Project Member Reported by slightlyoff@chromium.org, Dec 2 2016

Issue description

Description:

Today, Site Engagement Score (chrome://site-engagement/) is set through use. Some enterprises may want to pre-populate (or set) important sites to high (or low) engagement to force specific behavior.

Use case:

Email clients that are adopted enterprise wide may wish to be able to grant features like Persistent Storage (https://www.chromestatus.com/features/5715811364765696) to critical enterprise apps (e.g., mail clients and creativity tools).

Motivation:

This is product request from a Google team, but moving major line-of-business apps in general to the web requires durability for things like storage and ways to ensure it. Today, apps like Google Docs and Mail use Chrome Extensions to provide this durability.

Existing workarounds:

None.
 
Cc: kcaratt...@chromium.org
Cc: -dominikg@chromium.org dominikng@chromium.org
Cc: -dominikng@chromium.org dominickn@chromium.org
omg...
Would it be simpler to have an enterprise setting for durable storage?

Comment 5 by ralp...@google.com, Dec 6 2016

How would the setting be applied? Would it require the user to be signed in to Chrome with their enterprise account? What if they're not, would they not get durable storage then?
I'm not fully across how enterprise policy works, however, I'm fairly sure it's possible to apply policies using a file-based mechanism, not just enterprise account logins.

Comment 7 by emaxx@chromium.org, Dec 10 2016

Cc: atwilson@chromium.org dskaram@chromium.org emaxx@chromium.org
From the discussion above, it's not clear to me which type of "policies" were meant here.
Typical enterprise policies are applied for managed users and/or enrolled devices (see e.g. https://support.google.com/chrome/a/answer/187202 for reference). There's generally no way to get an enterprise policy for a not managed user on a non-corporate device.

Also, though I don't have enough context on the Site Engagement feature, I would support comment #4: policies are usually designed to control the specific features with a clear scope (while the statistics provided by the Site Engagement, AFAICS, may be used in a variety of pieces - for instance, for Flash plugin blocking).
Cc: georgesak@chromium.org pastarmovj@chromium.org
Labels: Enterprise-Triaged
Owner: blumberg@chromium.org
It feels to me that faking site engagement is rather the wrong way to achieve the goal intended. I agree that instead a policy could directly grant whatever special goodies - storage etc. related to high scores.

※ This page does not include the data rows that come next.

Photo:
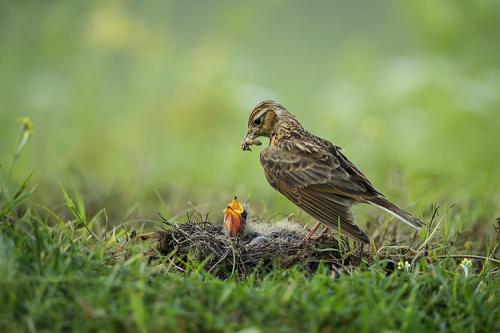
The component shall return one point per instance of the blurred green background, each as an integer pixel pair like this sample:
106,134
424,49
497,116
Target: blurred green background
143,105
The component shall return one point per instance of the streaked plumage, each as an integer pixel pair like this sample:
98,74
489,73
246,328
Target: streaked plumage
312,172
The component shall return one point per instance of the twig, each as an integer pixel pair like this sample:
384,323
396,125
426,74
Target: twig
470,256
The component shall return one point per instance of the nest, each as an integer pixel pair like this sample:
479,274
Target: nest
258,251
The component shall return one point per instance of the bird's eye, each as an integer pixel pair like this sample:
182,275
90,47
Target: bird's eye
258,121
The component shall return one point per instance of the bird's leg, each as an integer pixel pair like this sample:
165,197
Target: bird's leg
311,232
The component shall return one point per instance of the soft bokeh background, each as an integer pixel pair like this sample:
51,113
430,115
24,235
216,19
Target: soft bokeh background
142,105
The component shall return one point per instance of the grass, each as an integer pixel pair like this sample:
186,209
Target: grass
75,273
58,278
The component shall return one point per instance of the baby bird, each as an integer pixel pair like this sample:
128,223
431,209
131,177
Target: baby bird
313,173
235,217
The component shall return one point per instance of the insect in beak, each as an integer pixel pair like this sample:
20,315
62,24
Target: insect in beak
248,141
235,218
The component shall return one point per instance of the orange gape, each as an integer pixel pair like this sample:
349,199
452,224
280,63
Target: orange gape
235,218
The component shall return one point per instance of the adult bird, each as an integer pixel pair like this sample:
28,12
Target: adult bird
313,173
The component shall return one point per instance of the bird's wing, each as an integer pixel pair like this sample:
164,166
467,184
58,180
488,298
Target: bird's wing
314,180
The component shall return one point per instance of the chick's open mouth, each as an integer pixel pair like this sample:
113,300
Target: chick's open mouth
247,142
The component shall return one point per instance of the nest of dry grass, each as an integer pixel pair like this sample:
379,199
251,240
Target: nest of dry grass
256,251
186,245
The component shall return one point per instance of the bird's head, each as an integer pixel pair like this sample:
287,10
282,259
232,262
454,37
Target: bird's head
266,119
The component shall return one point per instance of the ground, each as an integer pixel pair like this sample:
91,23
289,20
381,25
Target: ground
139,109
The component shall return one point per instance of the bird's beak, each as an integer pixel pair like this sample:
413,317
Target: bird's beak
249,140
234,218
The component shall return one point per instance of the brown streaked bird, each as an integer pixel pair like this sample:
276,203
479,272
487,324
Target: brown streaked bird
235,217
313,173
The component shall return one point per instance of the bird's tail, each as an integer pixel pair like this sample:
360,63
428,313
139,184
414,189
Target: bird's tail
396,211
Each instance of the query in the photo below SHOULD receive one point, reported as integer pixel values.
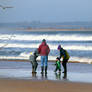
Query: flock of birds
(5, 7)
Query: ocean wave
(48, 37)
(52, 46)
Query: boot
(42, 69)
(45, 69)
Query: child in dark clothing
(58, 65)
(33, 61)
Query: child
(33, 61)
(58, 65)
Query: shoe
(64, 72)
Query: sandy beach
(9, 85)
(17, 77)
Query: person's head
(59, 47)
(57, 58)
(43, 40)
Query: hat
(59, 47)
(43, 40)
(58, 58)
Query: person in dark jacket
(44, 51)
(58, 65)
(33, 61)
(64, 54)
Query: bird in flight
(4, 7)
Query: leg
(46, 64)
(65, 65)
(42, 64)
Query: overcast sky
(46, 10)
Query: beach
(16, 76)
(9, 85)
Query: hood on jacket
(43, 43)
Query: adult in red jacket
(44, 51)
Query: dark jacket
(43, 49)
(64, 54)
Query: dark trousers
(64, 63)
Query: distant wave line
(52, 46)
(56, 37)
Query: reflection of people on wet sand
(44, 51)
(64, 54)
(58, 75)
(58, 65)
(65, 76)
(33, 61)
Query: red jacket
(44, 49)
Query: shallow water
(77, 72)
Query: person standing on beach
(44, 51)
(64, 54)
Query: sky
(46, 10)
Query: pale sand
(51, 29)
(11, 85)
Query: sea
(17, 44)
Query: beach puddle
(22, 70)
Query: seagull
(4, 7)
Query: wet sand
(17, 77)
(9, 85)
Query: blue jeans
(44, 59)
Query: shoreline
(25, 60)
(52, 29)
(13, 85)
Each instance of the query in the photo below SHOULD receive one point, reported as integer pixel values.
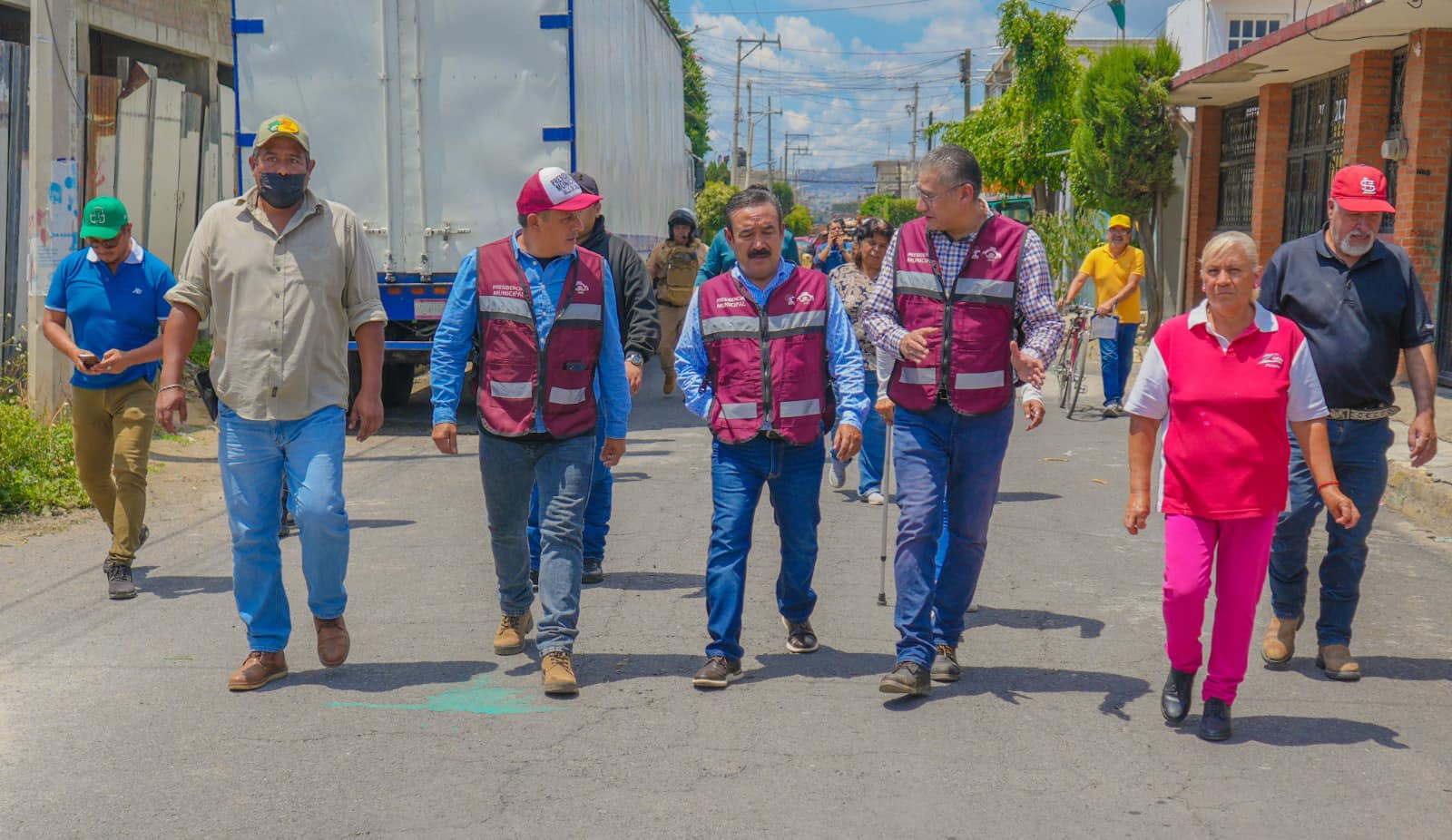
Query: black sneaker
(1214, 723)
(799, 636)
(946, 665)
(718, 672)
(1175, 698)
(907, 678)
(118, 581)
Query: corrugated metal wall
(15, 128)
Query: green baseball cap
(103, 218)
(280, 125)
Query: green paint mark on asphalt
(476, 698)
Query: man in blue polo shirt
(1361, 308)
(113, 295)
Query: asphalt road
(115, 720)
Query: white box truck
(426, 116)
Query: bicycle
(1074, 357)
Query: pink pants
(1241, 552)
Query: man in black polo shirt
(1361, 308)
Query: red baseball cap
(1361, 189)
(552, 189)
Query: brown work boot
(559, 673)
(510, 637)
(1280, 644)
(258, 670)
(333, 640)
(1336, 662)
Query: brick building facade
(1277, 118)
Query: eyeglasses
(111, 242)
(929, 198)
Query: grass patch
(36, 462)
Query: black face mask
(280, 190)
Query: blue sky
(839, 72)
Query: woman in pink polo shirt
(1227, 377)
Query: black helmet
(680, 217)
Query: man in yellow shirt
(1115, 269)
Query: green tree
(786, 196)
(711, 208)
(1123, 154)
(890, 208)
(697, 102)
(1014, 133)
(718, 171)
(799, 220)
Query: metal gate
(1318, 130)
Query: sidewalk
(1422, 495)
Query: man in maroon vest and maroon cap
(944, 305)
(762, 350)
(549, 346)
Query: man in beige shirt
(285, 276)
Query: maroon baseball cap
(1361, 189)
(552, 189)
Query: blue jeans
(1359, 453)
(1115, 360)
(254, 459)
(597, 508)
(875, 443)
(793, 476)
(563, 472)
(943, 454)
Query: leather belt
(1364, 414)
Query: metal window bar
(1316, 151)
(1394, 128)
(1238, 166)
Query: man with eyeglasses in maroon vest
(944, 307)
(549, 347)
(762, 350)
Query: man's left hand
(1035, 413)
(847, 441)
(1422, 438)
(1028, 367)
(368, 415)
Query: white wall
(1200, 26)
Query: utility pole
(735, 132)
(751, 137)
(54, 184)
(912, 111)
(751, 142)
(966, 77)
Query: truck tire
(398, 384)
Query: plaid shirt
(1033, 295)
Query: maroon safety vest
(967, 365)
(767, 365)
(517, 377)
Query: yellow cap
(280, 125)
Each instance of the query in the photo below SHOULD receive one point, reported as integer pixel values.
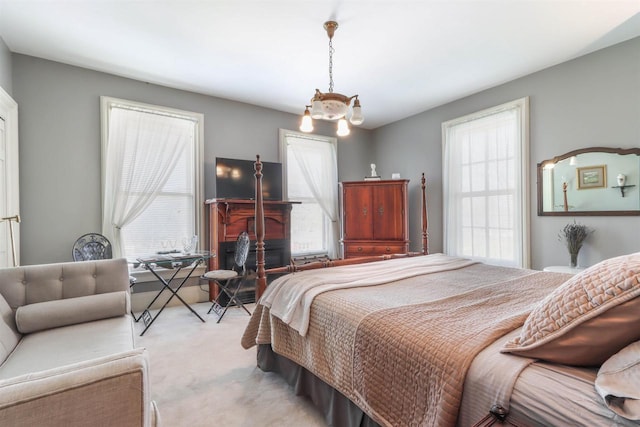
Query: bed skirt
(336, 408)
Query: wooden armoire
(374, 217)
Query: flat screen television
(235, 179)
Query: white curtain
(142, 150)
(484, 186)
(318, 163)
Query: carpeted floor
(201, 376)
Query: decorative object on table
(621, 179)
(574, 235)
(189, 244)
(374, 175)
(592, 177)
(332, 105)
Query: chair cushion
(9, 335)
(220, 274)
(69, 311)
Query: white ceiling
(402, 57)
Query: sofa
(67, 348)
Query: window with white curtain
(485, 185)
(151, 177)
(310, 169)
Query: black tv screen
(235, 179)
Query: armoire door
(358, 215)
(389, 216)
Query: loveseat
(67, 347)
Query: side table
(175, 262)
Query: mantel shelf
(622, 188)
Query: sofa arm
(112, 390)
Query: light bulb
(306, 125)
(343, 127)
(317, 112)
(356, 117)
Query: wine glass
(189, 244)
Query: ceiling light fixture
(331, 105)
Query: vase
(621, 179)
(574, 259)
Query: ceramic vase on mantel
(574, 258)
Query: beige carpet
(201, 376)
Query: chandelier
(332, 105)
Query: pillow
(53, 314)
(588, 318)
(617, 382)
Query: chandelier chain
(331, 50)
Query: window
(485, 180)
(151, 177)
(310, 170)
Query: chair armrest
(112, 390)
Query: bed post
(261, 279)
(425, 220)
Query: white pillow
(588, 318)
(618, 382)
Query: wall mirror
(590, 181)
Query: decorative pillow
(617, 382)
(588, 318)
(69, 311)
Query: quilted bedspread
(400, 351)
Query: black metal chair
(91, 246)
(230, 281)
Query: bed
(443, 341)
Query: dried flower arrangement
(574, 235)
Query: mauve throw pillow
(588, 318)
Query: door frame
(9, 112)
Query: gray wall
(60, 146)
(590, 101)
(6, 79)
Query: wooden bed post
(425, 220)
(261, 280)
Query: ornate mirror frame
(549, 164)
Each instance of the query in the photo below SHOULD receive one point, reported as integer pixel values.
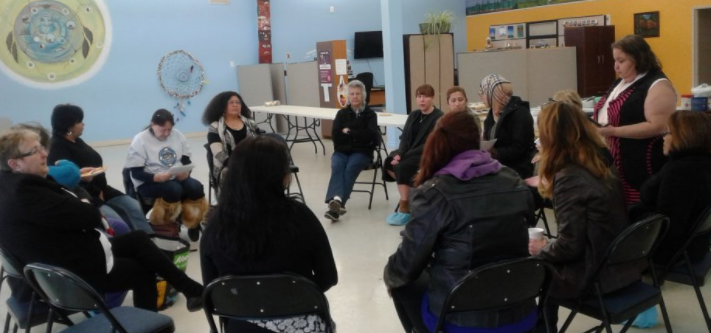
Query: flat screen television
(368, 44)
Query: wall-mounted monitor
(368, 44)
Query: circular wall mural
(53, 44)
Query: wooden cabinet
(596, 70)
(428, 59)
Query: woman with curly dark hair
(230, 121)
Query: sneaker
(331, 216)
(334, 206)
(194, 304)
(398, 219)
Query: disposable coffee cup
(535, 233)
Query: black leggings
(405, 171)
(137, 260)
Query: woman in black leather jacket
(454, 231)
(587, 199)
(509, 121)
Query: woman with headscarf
(510, 123)
(230, 121)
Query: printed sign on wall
(264, 28)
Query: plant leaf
(89, 35)
(8, 40)
(85, 49)
(13, 50)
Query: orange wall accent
(673, 47)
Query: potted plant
(437, 23)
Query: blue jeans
(173, 190)
(344, 171)
(130, 211)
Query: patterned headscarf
(491, 87)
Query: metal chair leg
(697, 289)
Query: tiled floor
(361, 243)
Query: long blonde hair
(568, 138)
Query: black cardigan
(514, 145)
(413, 146)
(363, 136)
(42, 222)
(680, 191)
(84, 156)
(308, 254)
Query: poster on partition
(476, 7)
(264, 29)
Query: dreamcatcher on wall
(181, 75)
(53, 43)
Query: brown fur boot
(164, 212)
(194, 212)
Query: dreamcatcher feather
(181, 75)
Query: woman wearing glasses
(43, 222)
(509, 122)
(152, 158)
(230, 121)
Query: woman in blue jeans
(355, 135)
(152, 158)
(66, 144)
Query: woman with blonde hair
(587, 199)
(681, 190)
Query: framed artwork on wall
(646, 24)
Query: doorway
(702, 46)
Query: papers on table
(487, 145)
(178, 169)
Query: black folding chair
(680, 268)
(498, 286)
(26, 314)
(65, 291)
(212, 178)
(375, 166)
(634, 246)
(270, 296)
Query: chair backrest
(496, 286)
(632, 247)
(128, 187)
(367, 79)
(637, 241)
(11, 266)
(264, 297)
(700, 227)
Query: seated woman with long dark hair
(590, 210)
(263, 231)
(467, 211)
(682, 189)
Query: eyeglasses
(33, 151)
(550, 100)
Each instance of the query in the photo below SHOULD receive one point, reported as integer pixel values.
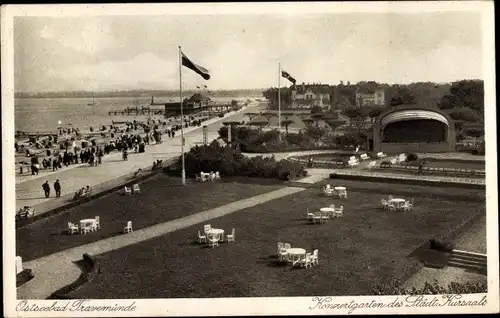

Assigning to blumberg for further triage and prioritization.
Cc: ericde@chromium.org tommycli@chromium.org
From what I understand, if there are any configured policies for https://www.chromium.org/administrators/policy-list-3#PluginsAllowedForUrls site engagement scoring is disabled.

Alex, can you ping me off-thread and explain a bit of the backstory from the Google Team that is requesting this?  I'd like to understand the use-case a bit more.

Thanks,
#9: site engagement scoring is independent of plugins. Html5ByDefault is a client of engagement; the PluginsAllowedForUrls policy simply controls whether plugins can be overridden by admins and forced on or off (avoiding a site engagement score check). It does not disable the underlying site engagement accumulation and does not affect other features (like durable storage) which use engagement.
Status: Assigned (was: Untriaged)
Thank you all for the data points.

This FR is on hold for now and will be re-reviewed next quarter re:priority.